Herkt is a staunch advocate of the “less is more” principle when it comes to board minutes. “We hear of boards reporting hundreds of pages,” he says. “Basically, you want to focus minutes on decisions, with just enough supporting detail to explain why you took that decision. Minutes don’t need to be much more than that. Unfortunately, many boards transcribe everything and have volumes of minutes. That confuses readers.”

Also important, says Herkt, is having a capable, experienced chair with the trust of board and management, who knows how to run a tight meeting. “Not having a good chair is probably the one thing that trips up meetings.”

Before choosing a portal, he says boards should consider the organisational context. “Think about this before you adopt any technology. Does the board have mission-critical strategic decisions to make that demand focus and to streamline board papers and administrative overheads? Also, take into account the readiness of board members to adopt the technology.”
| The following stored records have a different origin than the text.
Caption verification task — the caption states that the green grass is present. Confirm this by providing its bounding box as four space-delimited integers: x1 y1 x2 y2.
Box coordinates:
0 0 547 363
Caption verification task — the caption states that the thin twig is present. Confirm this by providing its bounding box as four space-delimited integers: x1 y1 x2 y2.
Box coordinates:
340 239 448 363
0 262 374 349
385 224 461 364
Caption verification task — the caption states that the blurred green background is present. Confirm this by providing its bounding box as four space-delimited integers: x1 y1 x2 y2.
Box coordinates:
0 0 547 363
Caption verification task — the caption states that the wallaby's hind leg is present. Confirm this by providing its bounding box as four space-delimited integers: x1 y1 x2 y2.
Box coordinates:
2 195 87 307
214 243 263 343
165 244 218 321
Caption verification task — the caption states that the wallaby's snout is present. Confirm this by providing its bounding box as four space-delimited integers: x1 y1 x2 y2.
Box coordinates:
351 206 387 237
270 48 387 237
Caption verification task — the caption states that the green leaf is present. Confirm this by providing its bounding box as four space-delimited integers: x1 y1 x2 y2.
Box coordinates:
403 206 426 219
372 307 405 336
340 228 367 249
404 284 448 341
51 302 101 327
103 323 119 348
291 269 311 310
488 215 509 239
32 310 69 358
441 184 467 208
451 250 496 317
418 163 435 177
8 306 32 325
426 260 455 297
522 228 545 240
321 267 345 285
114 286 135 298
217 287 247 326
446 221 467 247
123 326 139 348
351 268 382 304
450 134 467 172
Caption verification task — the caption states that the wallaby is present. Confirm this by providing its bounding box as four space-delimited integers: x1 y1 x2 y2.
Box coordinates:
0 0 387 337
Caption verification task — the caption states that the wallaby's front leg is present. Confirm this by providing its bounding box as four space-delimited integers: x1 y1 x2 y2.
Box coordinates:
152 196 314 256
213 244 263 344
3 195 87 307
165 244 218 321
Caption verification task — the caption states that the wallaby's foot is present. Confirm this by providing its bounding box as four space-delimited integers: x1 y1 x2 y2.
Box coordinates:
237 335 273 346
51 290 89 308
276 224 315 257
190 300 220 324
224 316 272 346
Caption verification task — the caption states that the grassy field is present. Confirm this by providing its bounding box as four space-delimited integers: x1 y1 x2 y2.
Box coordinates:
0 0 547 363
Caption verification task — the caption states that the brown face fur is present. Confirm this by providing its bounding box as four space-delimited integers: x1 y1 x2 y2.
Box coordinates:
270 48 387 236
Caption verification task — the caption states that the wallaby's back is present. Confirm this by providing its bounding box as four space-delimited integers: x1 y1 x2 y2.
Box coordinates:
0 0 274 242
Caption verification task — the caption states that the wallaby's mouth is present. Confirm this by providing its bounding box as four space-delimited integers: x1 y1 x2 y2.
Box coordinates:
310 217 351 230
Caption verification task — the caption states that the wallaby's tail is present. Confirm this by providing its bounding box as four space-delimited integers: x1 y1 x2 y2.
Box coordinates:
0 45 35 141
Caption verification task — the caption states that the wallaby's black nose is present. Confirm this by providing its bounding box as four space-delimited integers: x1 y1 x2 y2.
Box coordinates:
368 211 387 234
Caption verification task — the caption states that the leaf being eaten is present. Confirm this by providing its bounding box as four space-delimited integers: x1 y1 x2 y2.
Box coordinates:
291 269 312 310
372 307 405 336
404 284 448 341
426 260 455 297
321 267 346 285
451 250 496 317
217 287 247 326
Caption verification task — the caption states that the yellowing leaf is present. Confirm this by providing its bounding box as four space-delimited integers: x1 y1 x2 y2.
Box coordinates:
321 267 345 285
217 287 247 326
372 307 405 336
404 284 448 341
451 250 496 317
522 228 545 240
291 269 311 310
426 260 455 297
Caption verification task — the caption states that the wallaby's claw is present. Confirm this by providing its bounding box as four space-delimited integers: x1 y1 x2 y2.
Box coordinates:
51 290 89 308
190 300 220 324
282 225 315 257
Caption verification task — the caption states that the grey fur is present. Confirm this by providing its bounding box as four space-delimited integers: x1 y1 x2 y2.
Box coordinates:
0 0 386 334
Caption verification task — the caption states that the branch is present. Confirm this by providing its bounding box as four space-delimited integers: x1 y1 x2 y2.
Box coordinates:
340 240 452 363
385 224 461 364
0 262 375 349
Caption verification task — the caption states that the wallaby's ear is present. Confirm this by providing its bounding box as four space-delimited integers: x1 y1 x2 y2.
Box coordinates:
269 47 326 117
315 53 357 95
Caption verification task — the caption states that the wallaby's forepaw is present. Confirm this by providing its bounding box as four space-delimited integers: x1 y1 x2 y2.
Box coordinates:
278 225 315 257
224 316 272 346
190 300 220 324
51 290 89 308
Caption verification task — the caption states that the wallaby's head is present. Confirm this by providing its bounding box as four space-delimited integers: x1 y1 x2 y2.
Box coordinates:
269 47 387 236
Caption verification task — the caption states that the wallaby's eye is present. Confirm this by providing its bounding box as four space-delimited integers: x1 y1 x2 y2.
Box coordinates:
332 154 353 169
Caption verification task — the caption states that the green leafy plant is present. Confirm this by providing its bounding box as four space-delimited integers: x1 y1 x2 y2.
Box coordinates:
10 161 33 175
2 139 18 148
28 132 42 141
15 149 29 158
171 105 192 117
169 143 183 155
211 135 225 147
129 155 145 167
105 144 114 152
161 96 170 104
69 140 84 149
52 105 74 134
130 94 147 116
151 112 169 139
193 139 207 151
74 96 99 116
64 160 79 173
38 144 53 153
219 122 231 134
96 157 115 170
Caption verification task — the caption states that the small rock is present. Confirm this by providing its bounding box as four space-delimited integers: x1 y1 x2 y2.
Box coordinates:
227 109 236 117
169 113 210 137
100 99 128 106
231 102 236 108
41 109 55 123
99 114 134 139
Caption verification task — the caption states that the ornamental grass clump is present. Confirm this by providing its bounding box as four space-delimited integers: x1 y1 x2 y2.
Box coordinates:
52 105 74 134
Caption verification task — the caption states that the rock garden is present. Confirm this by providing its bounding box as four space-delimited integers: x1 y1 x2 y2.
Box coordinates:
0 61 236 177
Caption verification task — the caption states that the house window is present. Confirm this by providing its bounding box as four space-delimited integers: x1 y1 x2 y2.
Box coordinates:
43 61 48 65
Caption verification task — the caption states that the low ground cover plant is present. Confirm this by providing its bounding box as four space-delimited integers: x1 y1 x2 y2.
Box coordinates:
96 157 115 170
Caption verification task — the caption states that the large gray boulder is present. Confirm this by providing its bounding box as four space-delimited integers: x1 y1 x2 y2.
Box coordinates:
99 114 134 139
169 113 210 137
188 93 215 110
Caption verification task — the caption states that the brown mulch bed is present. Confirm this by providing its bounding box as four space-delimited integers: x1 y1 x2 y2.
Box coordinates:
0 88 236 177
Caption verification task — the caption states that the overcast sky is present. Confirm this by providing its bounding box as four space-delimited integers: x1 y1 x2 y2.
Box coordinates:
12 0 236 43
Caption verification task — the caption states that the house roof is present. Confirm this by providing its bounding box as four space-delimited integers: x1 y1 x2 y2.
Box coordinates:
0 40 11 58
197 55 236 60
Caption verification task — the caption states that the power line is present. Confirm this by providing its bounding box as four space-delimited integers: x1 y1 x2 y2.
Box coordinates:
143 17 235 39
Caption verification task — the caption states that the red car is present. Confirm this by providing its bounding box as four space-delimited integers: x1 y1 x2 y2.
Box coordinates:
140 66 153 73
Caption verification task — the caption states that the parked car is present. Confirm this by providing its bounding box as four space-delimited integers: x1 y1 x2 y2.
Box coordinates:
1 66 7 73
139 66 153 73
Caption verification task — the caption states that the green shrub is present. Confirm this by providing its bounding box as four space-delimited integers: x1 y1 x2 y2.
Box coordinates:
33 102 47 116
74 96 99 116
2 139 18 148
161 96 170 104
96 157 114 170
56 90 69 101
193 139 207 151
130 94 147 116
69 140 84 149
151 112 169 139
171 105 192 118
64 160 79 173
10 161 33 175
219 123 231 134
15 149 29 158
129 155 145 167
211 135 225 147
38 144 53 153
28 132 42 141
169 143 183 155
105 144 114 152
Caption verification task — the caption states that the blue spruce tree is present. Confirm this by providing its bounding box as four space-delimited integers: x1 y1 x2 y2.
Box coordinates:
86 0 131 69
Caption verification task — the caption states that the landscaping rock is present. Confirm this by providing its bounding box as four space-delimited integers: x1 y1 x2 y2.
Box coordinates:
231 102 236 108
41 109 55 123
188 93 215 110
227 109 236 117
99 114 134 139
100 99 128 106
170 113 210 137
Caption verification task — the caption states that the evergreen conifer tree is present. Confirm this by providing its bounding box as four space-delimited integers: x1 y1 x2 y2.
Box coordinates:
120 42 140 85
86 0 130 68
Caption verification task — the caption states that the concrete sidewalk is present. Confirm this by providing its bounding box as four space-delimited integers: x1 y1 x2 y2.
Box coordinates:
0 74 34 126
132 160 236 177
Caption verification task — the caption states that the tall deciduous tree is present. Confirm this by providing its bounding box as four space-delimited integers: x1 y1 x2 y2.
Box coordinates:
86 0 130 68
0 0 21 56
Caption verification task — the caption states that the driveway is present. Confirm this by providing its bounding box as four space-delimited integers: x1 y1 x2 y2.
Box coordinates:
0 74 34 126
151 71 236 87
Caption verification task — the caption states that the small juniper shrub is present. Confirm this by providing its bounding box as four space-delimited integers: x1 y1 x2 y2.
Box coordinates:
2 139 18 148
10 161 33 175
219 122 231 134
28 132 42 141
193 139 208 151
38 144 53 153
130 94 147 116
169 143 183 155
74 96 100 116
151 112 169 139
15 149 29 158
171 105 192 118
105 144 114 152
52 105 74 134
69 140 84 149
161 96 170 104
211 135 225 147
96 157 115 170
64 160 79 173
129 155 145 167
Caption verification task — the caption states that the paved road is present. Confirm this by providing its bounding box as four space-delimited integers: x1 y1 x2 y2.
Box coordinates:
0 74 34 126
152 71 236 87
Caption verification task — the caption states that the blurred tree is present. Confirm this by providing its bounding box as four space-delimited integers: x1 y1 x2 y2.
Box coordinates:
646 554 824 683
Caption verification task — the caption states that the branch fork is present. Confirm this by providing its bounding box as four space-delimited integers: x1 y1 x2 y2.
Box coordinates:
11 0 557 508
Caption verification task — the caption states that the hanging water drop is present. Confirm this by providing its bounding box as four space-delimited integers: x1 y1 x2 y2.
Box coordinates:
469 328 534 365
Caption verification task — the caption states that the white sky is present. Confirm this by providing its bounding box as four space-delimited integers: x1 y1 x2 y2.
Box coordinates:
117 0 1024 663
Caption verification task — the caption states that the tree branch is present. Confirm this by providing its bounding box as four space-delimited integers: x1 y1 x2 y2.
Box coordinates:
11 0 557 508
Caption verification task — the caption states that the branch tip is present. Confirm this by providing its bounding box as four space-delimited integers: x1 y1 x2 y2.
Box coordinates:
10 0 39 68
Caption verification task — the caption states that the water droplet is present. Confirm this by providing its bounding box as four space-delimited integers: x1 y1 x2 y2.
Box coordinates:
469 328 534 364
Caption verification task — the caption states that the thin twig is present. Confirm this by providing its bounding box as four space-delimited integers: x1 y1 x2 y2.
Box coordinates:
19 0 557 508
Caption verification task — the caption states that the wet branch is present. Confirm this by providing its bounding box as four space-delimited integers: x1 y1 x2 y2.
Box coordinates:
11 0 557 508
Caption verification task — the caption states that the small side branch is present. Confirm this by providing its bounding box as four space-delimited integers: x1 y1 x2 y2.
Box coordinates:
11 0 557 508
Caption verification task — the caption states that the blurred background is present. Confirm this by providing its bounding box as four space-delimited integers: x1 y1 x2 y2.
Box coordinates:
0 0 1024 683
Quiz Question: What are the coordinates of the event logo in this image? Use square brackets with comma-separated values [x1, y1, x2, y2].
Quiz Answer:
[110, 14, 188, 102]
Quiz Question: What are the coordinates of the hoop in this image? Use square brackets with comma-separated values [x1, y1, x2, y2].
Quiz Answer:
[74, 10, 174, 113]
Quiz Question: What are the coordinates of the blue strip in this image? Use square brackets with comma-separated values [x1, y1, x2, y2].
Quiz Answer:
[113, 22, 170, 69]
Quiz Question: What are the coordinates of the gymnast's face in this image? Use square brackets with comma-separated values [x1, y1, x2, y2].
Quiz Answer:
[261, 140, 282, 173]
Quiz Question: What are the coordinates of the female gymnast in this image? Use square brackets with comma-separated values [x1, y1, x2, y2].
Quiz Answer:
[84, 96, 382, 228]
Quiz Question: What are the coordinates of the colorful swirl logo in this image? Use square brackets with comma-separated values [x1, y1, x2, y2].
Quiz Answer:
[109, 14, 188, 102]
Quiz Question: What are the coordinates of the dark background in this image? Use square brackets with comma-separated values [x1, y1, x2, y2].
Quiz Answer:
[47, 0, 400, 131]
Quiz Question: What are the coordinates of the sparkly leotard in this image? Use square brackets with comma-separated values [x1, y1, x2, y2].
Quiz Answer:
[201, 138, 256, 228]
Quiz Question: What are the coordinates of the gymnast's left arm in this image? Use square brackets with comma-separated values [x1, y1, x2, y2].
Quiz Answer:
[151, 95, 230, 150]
There are various lists and rankings of the available technology, but Herkt advises searching Google for independent reviews and commentaries. Affordability is important, especially when choosing between a corporate portal (for a large enterprise) and board software (for SME or NFP) options. “Most portals don’t list their price, so you know that it’s expensive enough to justify talking to a salesperson,” he says. “If you’re an SME or NFP, and the price is listed, you’re in business. If the price isn’t listed, you’re probably going to have to justify whatever the added benefits of those products are.”

Panagakis notes that cybersecurity is an increasing area of concern and boards should also be asking where their data is kept, as data sovereignty is a growing issue. “Look at the software accreditations. Does it have two-factor authentication and other safeguards? And obviously, you want your data kept in Australia.”

Some companies mentioned in this feature may have advertised in Company Director, but have had no involvement in determining editorial content.